La Cour ne peut qu’en conclure qu’elle se trouve en présence de documents qui font plus que réitérer de manière motivée une position médicale qui aurait dûment été rencontrée par l’expert judiciaire, dans la mesure où ces rapports contiennent fondamentalement des éléments médicaux nouveaux et formulent objectivement une critique motivée à l’égard du rapport d’expertise. En outre, l’évaluation qu’ils contiennent en rapport avec l’objet de la mesure d’expertise ordonnée est tout à fait détaillée.

La Cour va donc, sur la base de ces constatations, ordonner une nouvelle mesure d’expertise, qu’elle confie à un collège composé de deux orthopédistes.

Intérêt de la décision

Cette décision de la Cour du travail de Mons tranche une problématique fréquente, étant la contestation des conclusions d’un rapport d’expertise, après le dépôt de celui-ci.

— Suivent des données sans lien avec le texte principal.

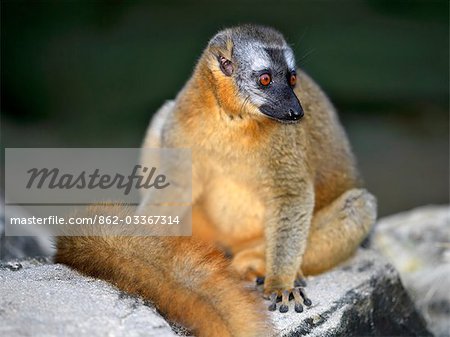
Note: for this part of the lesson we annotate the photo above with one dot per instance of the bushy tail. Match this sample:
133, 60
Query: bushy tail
189, 282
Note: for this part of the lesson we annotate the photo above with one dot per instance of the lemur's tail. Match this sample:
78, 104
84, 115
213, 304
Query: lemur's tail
189, 282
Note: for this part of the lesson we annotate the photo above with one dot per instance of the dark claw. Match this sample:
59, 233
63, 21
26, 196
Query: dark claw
284, 308
298, 307
306, 300
260, 280
300, 282
273, 302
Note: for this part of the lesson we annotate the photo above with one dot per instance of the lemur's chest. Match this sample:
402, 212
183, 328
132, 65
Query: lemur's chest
234, 210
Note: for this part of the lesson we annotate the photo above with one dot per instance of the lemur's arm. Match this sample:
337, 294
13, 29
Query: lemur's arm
288, 220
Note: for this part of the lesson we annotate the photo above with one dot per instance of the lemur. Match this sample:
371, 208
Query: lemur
274, 182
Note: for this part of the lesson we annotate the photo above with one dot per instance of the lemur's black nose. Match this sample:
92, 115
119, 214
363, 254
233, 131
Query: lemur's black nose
296, 113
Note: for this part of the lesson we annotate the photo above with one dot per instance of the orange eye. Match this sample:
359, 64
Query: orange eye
265, 79
293, 80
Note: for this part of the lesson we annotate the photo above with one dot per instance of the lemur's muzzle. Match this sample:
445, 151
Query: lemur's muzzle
284, 105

La Cour rappelle les principes en la matière, tels qu’énoncés par la doctrine et la Cour de cassation et, in specie, examine si elle se trouve en présence d’éléments nouveaux et pertinents, éléments dont elle rappelle qu’ils ne seront pas pris en compte s’ils ne sont que la réitération d’une position médicale dûment rencontrée par l’expert judiciaire.